In »The Collective« schleppt sich die Musik meist schwerfällig voran wie im stakkatolärmigen »Tree House«, manchmal groovt sie wie im Los-Angeles-schmähenden »Psychedelic Orgasm«, dann klingt sie nach HipHop, etwa im schluderigen »The Candy House« mit vernuschelten Textzeilen und halbguten Phrasen: »I won’t join the collective, but I want to see you.« Verantwortlich für die Produktion ist der Musiker Justin Raisen, der für aktuelle Elektro-Pop-Interpreten wie Charli XCX und den Rapper Drake weithin beachtete Platten produzierte. Kim Gordons Sprechgesang liegt als dünner Film über dem schnarrigen Elektro-Klangsumpf. Dass die nebenher als bildende Künstlerin arbeitende Gordon nicht plötzlich energisch zu trällern beginnt wie die befreundete Musikerin Kathleen Hanna, mag ich ihr zugute halten. Außer in der Frühphase von Sonic Youth, namentlich im Rockstück »Cross the Breeze« auf deren erstem Major-Label-Album »Daydream Nation«, hat sie nie die Rockistin gespielt, die sie nicht ist und nicht sein mag. Sie orientiert sich, wie sie in Girl in a Band schreibt, an dem »half singing, half speaking style« der Frauenband The Shangri-Las. Alte Kettenraucher-Heroen wie Leonard Cohen und Bob Dylan traten zu Beginn ihrer Karriere ebensowenig als stimmgewaltige Sänger hervor wie Kim Gordon. Doch während sich jene Songwriter in ihrer jeweiligen Spätphase als greise Krächzer präsentierten, klingt die Alt-Stimme der Siebzigjährigen weiterhin alterslos und unbeschädigt.
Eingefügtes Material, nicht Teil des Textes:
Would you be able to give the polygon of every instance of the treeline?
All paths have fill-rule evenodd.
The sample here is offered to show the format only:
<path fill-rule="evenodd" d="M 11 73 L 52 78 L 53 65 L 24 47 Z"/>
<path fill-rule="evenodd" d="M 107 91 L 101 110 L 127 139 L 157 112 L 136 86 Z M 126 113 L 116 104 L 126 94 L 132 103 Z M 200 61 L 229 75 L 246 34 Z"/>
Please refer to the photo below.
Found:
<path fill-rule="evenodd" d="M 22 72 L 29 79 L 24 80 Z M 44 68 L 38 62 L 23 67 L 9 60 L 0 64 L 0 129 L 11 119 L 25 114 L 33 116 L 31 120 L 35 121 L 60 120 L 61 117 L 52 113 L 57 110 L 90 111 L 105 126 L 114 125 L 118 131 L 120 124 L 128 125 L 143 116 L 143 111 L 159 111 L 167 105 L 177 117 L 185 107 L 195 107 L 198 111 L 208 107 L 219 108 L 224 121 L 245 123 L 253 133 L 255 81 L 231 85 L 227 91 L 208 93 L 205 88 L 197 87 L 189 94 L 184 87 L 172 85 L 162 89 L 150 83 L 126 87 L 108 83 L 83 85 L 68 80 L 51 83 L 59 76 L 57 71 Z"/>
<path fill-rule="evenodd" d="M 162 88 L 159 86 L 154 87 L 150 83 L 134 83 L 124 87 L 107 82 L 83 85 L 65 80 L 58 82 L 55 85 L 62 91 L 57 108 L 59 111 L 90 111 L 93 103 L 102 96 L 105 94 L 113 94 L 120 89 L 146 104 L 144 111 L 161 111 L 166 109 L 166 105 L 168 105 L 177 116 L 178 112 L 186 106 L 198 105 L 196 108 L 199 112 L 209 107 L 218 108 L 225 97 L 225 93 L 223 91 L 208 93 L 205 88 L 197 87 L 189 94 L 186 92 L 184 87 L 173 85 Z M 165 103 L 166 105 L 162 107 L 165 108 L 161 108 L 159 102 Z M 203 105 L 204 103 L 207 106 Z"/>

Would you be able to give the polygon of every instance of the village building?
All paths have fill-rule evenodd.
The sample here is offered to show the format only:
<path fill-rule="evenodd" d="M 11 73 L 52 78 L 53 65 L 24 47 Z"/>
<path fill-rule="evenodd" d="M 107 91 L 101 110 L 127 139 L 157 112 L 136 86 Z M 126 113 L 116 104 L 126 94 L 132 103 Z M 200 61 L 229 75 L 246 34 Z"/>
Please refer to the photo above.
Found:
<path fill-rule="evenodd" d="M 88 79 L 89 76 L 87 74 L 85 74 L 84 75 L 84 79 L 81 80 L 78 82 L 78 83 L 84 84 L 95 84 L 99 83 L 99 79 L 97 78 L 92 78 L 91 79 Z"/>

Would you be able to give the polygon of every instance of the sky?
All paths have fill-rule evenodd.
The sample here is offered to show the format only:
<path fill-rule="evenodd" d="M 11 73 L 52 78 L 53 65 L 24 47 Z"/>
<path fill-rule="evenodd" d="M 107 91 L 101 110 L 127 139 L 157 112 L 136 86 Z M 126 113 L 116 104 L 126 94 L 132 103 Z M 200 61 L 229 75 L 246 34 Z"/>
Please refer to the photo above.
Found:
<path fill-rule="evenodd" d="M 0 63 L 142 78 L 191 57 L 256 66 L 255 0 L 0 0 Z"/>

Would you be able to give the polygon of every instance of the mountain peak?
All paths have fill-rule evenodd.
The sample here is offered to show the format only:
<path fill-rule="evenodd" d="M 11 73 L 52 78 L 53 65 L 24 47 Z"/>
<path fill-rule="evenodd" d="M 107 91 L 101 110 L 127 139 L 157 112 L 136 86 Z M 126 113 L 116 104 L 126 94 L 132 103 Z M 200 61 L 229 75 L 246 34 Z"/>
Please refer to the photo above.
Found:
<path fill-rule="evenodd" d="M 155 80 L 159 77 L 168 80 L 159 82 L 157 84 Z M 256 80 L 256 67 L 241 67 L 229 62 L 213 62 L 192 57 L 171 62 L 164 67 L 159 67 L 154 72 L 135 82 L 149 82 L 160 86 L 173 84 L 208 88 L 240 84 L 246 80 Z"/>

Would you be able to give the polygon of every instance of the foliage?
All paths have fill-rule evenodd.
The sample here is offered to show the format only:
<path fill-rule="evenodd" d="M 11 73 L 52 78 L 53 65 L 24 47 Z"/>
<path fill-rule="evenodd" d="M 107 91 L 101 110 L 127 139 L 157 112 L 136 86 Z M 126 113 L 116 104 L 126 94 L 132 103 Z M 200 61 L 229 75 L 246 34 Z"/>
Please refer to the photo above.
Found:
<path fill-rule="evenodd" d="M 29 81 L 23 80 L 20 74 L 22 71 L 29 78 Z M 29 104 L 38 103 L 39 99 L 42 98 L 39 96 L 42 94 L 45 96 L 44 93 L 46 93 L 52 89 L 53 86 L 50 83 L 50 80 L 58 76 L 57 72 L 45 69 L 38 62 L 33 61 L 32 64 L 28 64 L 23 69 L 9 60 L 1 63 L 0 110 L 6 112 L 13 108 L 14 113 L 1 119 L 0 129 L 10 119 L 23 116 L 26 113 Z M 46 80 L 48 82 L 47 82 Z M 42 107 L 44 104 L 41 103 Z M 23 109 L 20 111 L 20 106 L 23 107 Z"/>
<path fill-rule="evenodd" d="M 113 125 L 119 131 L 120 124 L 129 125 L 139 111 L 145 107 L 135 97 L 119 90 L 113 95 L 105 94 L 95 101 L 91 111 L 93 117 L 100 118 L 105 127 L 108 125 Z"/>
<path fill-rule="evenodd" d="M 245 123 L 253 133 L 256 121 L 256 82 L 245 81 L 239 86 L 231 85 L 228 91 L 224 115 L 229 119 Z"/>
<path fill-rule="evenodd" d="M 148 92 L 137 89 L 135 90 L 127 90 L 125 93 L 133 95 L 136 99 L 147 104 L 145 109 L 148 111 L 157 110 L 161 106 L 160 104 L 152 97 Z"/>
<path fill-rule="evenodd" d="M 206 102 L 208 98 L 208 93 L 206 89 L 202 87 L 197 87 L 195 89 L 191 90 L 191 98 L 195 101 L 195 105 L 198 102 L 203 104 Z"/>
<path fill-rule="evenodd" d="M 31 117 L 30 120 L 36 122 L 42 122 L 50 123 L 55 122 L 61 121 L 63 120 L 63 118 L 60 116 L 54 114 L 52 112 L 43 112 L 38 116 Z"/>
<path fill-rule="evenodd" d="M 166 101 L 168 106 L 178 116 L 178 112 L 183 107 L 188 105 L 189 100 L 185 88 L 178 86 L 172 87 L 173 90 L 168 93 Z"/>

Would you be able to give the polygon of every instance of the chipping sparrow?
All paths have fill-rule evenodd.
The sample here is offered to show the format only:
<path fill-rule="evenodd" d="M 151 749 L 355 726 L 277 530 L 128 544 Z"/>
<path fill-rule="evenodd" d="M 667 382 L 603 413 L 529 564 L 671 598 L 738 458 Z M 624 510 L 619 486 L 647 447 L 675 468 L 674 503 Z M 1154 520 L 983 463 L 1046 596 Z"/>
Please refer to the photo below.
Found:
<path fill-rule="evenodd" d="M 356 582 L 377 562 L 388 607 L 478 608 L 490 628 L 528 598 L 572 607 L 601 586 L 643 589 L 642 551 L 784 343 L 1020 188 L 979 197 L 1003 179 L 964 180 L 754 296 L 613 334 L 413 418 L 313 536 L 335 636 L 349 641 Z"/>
Am besten zum Mitwippen geeignet ist wohl der Hit-Song »BYE BYE«, der sich des gleichen Themas bedient wie das Beatles-Stück »She’s Leaving Home«: Eine Frau verlässt das Haus, möglicherweise das Elternhaus, und zählt auf, was sie alles einpackt: »Hoodie, Zahnpasta, Bürste, (kosmetische) Foundation, Kontaktlösung, Mascara, Lippenmaske, Augenmaske, Ohrstöpsel, Reiseshampoo, Conditioner, Eyeliner, Zahnseide, Geld für die Reinigung.« Monotone Beats, hintergründiges Elektro-Gegrummel, Hi-Hat-Geschepper, gelegentliche Gitarren-Riffs schaffen einen geeigneten Rahmen für die Flucht aus der gegenwärtigen Misere, die im Fall der Künstlerin keine arge sein kann: Die Tochter gesund und munter, die Karriere läuft seit nunmehr über vier Jahrzehnten, und das Renommee in der Popwelt könnte kaum größer sein.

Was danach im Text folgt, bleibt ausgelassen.